‘Sayışmaca’ oynamayı bırakın!

Odysseas Roussos'un "‘Sayışmaca’ oynamayı bırakın!" başlıklı köşe yazısı 8 Aralık 2012 Cumartesi tarihli soL Gazetesi'nde yayımlanmıştır.

AB merkezli alınan son kararlardan sonra, Yunanistan’da soğuk rüzgarlar estiren “Avro-Dirhem” ikilemi sona erdi! En azından parlamentodaki üç parti böyle olduğunu iddia ediyor. Fakat, Merkel’in danışmanı ve Alman hükümetinde “akıllı adamlar” komitesinin üyesi olan Cristoph Schmidt, Yunan gazetesi Real’deki röportajında “Hayır, Yunanistan’ın Avro bölgesinde kalması kesin değildir” yorumunda bulunmuş ve Avro grubu kararıyla ilişkili olarak “Bu plan Yunanistan’ın tüm sorunları için kalıcı bir çözüm oluşturmayacaktır.

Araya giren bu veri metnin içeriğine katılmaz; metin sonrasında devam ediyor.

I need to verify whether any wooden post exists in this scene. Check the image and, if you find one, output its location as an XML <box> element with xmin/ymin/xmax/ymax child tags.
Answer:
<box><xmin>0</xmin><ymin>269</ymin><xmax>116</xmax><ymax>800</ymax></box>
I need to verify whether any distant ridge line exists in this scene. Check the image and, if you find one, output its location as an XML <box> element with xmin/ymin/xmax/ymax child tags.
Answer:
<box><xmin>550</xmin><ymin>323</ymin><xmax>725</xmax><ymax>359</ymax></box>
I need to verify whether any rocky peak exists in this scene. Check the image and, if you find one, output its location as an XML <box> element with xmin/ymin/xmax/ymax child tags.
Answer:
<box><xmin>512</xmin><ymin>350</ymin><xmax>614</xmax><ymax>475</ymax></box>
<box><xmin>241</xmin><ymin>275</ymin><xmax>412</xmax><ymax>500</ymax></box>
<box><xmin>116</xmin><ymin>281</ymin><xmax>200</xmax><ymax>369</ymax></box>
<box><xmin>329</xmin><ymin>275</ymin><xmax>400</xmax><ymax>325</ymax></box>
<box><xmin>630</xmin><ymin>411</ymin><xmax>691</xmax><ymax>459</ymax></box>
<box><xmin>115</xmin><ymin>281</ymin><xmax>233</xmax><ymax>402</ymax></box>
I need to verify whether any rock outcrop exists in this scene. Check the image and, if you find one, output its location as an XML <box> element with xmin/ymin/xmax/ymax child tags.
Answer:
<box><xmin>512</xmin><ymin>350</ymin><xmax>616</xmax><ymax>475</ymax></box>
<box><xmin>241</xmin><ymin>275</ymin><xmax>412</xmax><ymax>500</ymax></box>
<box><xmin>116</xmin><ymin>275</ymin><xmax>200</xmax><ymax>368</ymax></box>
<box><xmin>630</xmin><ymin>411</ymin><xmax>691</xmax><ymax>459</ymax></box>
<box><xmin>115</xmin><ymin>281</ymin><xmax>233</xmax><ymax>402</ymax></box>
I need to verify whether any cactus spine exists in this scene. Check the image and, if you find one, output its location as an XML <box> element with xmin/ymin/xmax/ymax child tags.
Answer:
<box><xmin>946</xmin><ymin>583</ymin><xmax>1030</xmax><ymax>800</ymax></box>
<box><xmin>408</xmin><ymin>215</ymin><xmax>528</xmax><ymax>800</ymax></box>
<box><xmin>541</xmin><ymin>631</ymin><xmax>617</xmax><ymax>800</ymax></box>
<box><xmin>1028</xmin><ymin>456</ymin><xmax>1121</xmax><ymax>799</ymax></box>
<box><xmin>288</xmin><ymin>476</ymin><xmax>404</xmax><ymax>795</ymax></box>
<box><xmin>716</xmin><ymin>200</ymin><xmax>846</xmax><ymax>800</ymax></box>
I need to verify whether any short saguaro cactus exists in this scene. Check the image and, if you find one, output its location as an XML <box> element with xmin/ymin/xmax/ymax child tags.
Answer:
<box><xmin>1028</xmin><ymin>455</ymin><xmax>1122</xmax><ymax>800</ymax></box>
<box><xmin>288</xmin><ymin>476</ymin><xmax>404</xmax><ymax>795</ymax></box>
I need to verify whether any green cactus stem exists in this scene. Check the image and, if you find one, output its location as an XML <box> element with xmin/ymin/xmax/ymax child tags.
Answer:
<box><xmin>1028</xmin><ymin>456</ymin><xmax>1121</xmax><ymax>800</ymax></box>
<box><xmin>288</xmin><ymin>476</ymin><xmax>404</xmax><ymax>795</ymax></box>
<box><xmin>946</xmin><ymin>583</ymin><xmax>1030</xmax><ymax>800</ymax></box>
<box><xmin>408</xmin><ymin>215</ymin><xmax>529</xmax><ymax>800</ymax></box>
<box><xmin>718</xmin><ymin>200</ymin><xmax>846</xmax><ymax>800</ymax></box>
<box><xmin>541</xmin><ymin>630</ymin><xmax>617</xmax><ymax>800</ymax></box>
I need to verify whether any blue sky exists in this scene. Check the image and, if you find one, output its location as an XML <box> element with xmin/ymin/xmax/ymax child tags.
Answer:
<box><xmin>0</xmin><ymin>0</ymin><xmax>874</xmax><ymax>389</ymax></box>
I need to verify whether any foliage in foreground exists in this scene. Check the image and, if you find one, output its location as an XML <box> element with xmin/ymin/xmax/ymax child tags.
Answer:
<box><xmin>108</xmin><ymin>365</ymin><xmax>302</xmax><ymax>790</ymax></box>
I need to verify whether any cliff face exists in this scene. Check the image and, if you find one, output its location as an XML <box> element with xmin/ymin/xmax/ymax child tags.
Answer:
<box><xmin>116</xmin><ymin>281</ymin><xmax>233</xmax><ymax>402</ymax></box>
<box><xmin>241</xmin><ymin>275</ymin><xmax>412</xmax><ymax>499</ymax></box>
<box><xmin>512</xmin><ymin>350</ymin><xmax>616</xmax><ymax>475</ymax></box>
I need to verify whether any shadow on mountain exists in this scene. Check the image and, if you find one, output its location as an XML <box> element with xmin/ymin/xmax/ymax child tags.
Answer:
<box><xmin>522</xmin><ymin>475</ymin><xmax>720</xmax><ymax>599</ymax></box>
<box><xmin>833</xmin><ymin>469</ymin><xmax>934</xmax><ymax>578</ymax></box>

Yunanistan’ın borçlara karşı dayanma gücünü yitirdiğinin altını çizen çok sayıda yorum düşünüldüğünde, bu planın yalnızca geçici bir rahatlama sağlaması muhtemel” şeklinde bir ekleme yapmıştır. New York Times’daki başmakalede ise Yunanistan’ın Almanya’daki seçimlere kadar dayanamayacağı, muhtemel bir sonuç olarak iflas edeceği ve Avro bölgesinden ayrılacağı ileri sürülmekte, neredeyse aynı şeyler iddia edilmektedir.

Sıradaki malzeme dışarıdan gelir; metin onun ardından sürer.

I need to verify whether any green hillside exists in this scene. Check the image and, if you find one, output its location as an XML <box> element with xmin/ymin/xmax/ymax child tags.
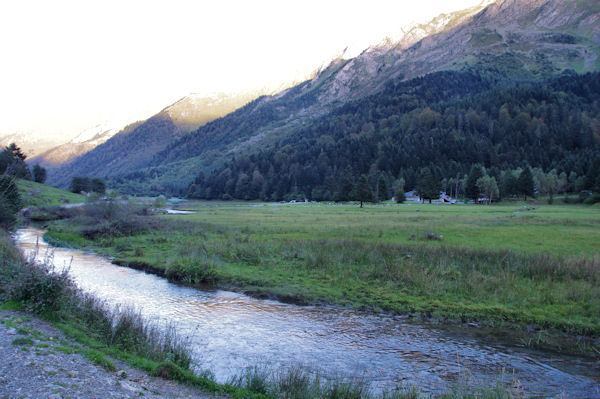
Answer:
<box><xmin>17</xmin><ymin>179</ymin><xmax>85</xmax><ymax>208</ymax></box>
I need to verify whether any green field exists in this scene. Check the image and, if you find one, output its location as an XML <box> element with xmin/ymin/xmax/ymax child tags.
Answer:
<box><xmin>17</xmin><ymin>179</ymin><xmax>85</xmax><ymax>208</ymax></box>
<box><xmin>47</xmin><ymin>202</ymin><xmax>600</xmax><ymax>350</ymax></box>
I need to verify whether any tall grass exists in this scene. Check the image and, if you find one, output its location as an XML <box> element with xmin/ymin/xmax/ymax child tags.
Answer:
<box><xmin>230</xmin><ymin>365</ymin><xmax>523</xmax><ymax>399</ymax></box>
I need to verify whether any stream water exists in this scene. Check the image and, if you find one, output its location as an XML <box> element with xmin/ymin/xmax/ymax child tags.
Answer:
<box><xmin>16</xmin><ymin>228</ymin><xmax>600</xmax><ymax>398</ymax></box>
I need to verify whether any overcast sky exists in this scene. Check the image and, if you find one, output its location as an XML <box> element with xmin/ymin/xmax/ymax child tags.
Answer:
<box><xmin>0</xmin><ymin>0</ymin><xmax>482</xmax><ymax>141</ymax></box>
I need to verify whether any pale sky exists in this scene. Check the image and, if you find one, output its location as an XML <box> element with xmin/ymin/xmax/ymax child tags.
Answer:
<box><xmin>0</xmin><ymin>0</ymin><xmax>482</xmax><ymax>141</ymax></box>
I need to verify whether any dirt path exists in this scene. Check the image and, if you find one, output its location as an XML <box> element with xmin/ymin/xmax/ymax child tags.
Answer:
<box><xmin>0</xmin><ymin>311</ymin><xmax>220</xmax><ymax>399</ymax></box>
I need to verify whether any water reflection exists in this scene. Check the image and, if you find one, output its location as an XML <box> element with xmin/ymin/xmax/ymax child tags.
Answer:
<box><xmin>17</xmin><ymin>228</ymin><xmax>600</xmax><ymax>397</ymax></box>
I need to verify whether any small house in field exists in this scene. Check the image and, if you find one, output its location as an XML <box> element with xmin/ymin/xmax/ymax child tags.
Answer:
<box><xmin>404</xmin><ymin>190</ymin><xmax>421</xmax><ymax>202</ymax></box>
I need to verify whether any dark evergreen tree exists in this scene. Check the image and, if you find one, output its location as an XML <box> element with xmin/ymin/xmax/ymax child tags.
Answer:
<box><xmin>334</xmin><ymin>166</ymin><xmax>354</xmax><ymax>202</ymax></box>
<box><xmin>352</xmin><ymin>174</ymin><xmax>375</xmax><ymax>208</ymax></box>
<box><xmin>90</xmin><ymin>177</ymin><xmax>106</xmax><ymax>194</ymax></box>
<box><xmin>417</xmin><ymin>168</ymin><xmax>440</xmax><ymax>204</ymax></box>
<box><xmin>465</xmin><ymin>165</ymin><xmax>483</xmax><ymax>202</ymax></box>
<box><xmin>69</xmin><ymin>176</ymin><xmax>91</xmax><ymax>193</ymax></box>
<box><xmin>33</xmin><ymin>164</ymin><xmax>46</xmax><ymax>184</ymax></box>
<box><xmin>0</xmin><ymin>143</ymin><xmax>31</xmax><ymax>180</ymax></box>
<box><xmin>517</xmin><ymin>166</ymin><xmax>534</xmax><ymax>200</ymax></box>
<box><xmin>585</xmin><ymin>156</ymin><xmax>600</xmax><ymax>192</ymax></box>
<box><xmin>377</xmin><ymin>176</ymin><xmax>390</xmax><ymax>201</ymax></box>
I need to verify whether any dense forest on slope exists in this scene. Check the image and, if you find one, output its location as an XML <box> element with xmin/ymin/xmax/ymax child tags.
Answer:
<box><xmin>188</xmin><ymin>71</ymin><xmax>600</xmax><ymax>200</ymax></box>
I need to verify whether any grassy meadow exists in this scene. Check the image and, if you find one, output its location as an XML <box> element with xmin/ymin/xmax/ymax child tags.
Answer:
<box><xmin>47</xmin><ymin>202</ymin><xmax>600</xmax><ymax>345</ymax></box>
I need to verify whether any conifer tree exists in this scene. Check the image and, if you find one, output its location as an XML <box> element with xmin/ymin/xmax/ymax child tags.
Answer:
<box><xmin>352</xmin><ymin>175</ymin><xmax>373</xmax><ymax>208</ymax></box>
<box><xmin>517</xmin><ymin>167</ymin><xmax>534</xmax><ymax>200</ymax></box>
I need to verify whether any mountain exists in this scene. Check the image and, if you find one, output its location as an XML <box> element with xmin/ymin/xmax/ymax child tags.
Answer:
<box><xmin>50</xmin><ymin>0</ymin><xmax>600</xmax><ymax>194</ymax></box>
<box><xmin>29</xmin><ymin>124</ymin><xmax>136</xmax><ymax>169</ymax></box>
<box><xmin>47</xmin><ymin>92</ymin><xmax>257</xmax><ymax>187</ymax></box>
<box><xmin>0</xmin><ymin>133</ymin><xmax>60</xmax><ymax>158</ymax></box>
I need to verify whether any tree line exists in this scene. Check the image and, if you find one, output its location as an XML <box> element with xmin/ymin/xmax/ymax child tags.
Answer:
<box><xmin>0</xmin><ymin>143</ymin><xmax>46</xmax><ymax>229</ymax></box>
<box><xmin>187</xmin><ymin>71</ymin><xmax>600</xmax><ymax>201</ymax></box>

Bunun anlamı nedir, yani temelde, bu sözlerin arkasında, birbirinden farklı ve hatta birbiriyle çelişkili olan değerlendirme ve görüşlerin arkasında yatan şey nedir? “Sayışmaca” oynamayı bırakalım.

Sürmekte olan derin ve bir o kadar da geniş ölçekli olan eş zamanlı kriz, sözümona kumarhane kapitalizmine bahşedilen asalak özelliklere veya bazı bankaların hatalarına ve açgözlülüğüne bağlı olarak değil, sistemin kendi doğasına uygun olarak ortaya çıkmıştır. Kriz yönetimi, üretici kaynakların benzer biçimde yok edilmesini zorunlu kılmaktadır. Krizin bedelini insanlara yüklemek için mümkün olan her şey yapılır ancak bu da yeterli değildir. Bir kısım sermayenin ortadan kaldırılması da gerekmektedir. Tekellerin oluşturduğu yağmacı bir birlik olan AB içerisindeki müzakerelerin arkasında yatan şey tam da budur. Birlik ve düzenlilik içinde, işçileri ve halkları soyup soğana çevirirler ama ganimeti bırakın zararın ve kayıpların paylaşımı için bile kendi aralarında savaşırlar. Yunanistan’da yaşanan şeyler sonraki yaşanacaklarda nasıl bir kriz yönetimi izleneceğine dair ipuçları sunuyor. Sırada, İspanya, İtalya, olasılıkla Fransa ve Belçika gibi ülkeler de var. Diğer bir deyişle, trilyonlarca Avro!
Bununla birlikte, krizin ortaya çıkışı, diğer emperyalist merkezlerin yanı sıra, hem AB’deki ülkeler içerisinde hem de AB üyesi kapitalist ülkeler arasında eşitsiz gelişimi artırmakta ve gittikçe artan tekel rekabetine ve karşıtlıklara benzeri görülmemiş bir boyut kazandırmaktadır. Yeni yerel, bölgesel ve daha geniş çaplı emperyalist savaşların çıkma olasılığı da gün be gün artmaktadır.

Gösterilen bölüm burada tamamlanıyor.